There’s a certain inherent danger to handicapping a presidential debate. Everything that’s said about tomorrow’s debate in Miami — widely considered the most important because of the subject matter (foreign policy) and the audience size (expected to drop off with later debates) — gets thrown into the pre-debate spin cycle, wherein each side insists that its candidate is at a disadvantage, hoping to create expectations low enough to exceed impressively. By the logic of the expectations game, the very act of declaring an advantage for one candidate or the other marginally increases the chance that said declaration will prove itself wrong.
That said, a few things to consider.
The Rules. The Kerry and Bush camps have already slugged it out in a behind-the-scenes debate over the particulars of how the debates will operate. The Bush administration famously demanded that the schedule of three debates be reduced to two; it’s generally thought that avoiding debates — where the challenger has an opportunity to mount, well, a challenge — is to the incumbent’s advantage, particularly when he’s also the frontrunner. The Kerry camp fought for the full schedule, something that, Kerry campaign manager Mary Beth Cahill told Time, “was much more important to us than any detail of the format.”
But consider the concessions that the Bush camp got in exchange: Though Bush won’t stand on a “pitcher’s mound” to make up the several inches that Kerry has on, the podiums will be ten feet apart to blur the height difference. Tools that Kerry used in his successful debates against William Weld during the 1996 Massachusetts Senate race, like direct questions and roaming the stage, will be unavailable. Whenever a candidate exceeds his allotted time, his warning light — sure to prove a Victor Laszlo to the Rick and Ilsa of Kerry and his own voice — will appear on television. Add to all that expectations-game coup of a match-up being introduced by anchors as the debate that Bush didn’t want, and the President’s advantage on this front looks pretty clear-cut.

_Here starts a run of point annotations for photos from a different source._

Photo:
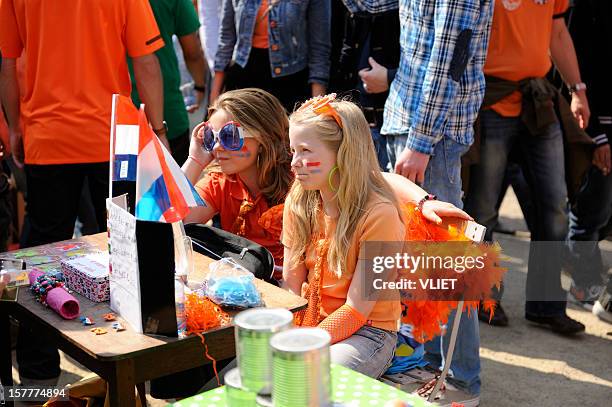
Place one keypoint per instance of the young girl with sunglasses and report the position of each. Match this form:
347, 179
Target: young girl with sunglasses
339, 202
246, 134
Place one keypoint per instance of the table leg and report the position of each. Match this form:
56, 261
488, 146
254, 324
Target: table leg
121, 384
142, 394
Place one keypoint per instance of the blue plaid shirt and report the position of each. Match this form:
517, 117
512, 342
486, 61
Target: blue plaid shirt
439, 86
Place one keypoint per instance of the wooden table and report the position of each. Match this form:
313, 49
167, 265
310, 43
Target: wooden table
126, 358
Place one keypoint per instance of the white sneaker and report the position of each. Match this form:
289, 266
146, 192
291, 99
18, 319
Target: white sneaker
603, 307
447, 395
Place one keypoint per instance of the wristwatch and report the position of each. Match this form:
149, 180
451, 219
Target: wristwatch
163, 130
576, 87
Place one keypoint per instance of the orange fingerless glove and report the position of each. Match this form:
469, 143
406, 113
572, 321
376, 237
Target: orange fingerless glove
343, 322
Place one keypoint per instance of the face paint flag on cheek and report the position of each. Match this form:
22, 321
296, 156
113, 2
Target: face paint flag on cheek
313, 167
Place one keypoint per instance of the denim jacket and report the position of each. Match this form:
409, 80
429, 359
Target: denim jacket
298, 35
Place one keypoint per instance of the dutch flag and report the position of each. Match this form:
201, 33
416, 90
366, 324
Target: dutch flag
163, 192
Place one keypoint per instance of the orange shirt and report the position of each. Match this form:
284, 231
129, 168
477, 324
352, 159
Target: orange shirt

The Issues. That the first debate should concern foreign policy was another concession that the Bush campaign demanded and got; like several decades of Republican candidates, Bush enjoys an advantage here. The Bushies could not plan on yesterday’s announcement from Pyongyang that North Korea now has nuclear weapons; whatever the culpability of the previous administration, that the NorKs’ nukes went live on Bush’s watch is a liability that Kerry will surely try to exploit, though Kerry has his own vulnerability: he is on record in favor of cutting funding for a missile defense that will be operational very shortly, possibly before the election. As for Iraq, Dick Morris may well have been on to something Monday when he said on Hannity and Colmes that the President “has so emphasized Kerry’s flip-flopping, so-called weakness, vacillation, all that stuff, that Kerry has to take strong positions in the debate. And either way he takes a strong position on Iraq, he loses.” Conservatively, one must give at least a slight advantage to Bush here.
Likeability. Here’s where we must really puzzle over the effects of the spin cycle. It’s widely acknowledged that President Bush has a regular-guy charm and a gift for connecting with people, whereas Kerry has the personal magnetism of an android carved out of granite. This perception is so widespread that Kerry can almost exceed expectations by registering a pulse. It’s tempting to counterintuitively mark this as an advantage for Kerry based on his cultivated ability to generate a “he’s not so bad” reaction. Lest we be accused of being cynical expectations-masseuses, let’s call this one even.
As the race stands, President Bush has a small but real lead; if the election were held today, he would almost certainly win. This gives him a strategic as well as psychological edge. The debates may not change the dynamics of the race at all, or they may help Bush, or they may help Kerry. Two of those three possibilities would be good news for George Bush. John Kerry can afford only one of them.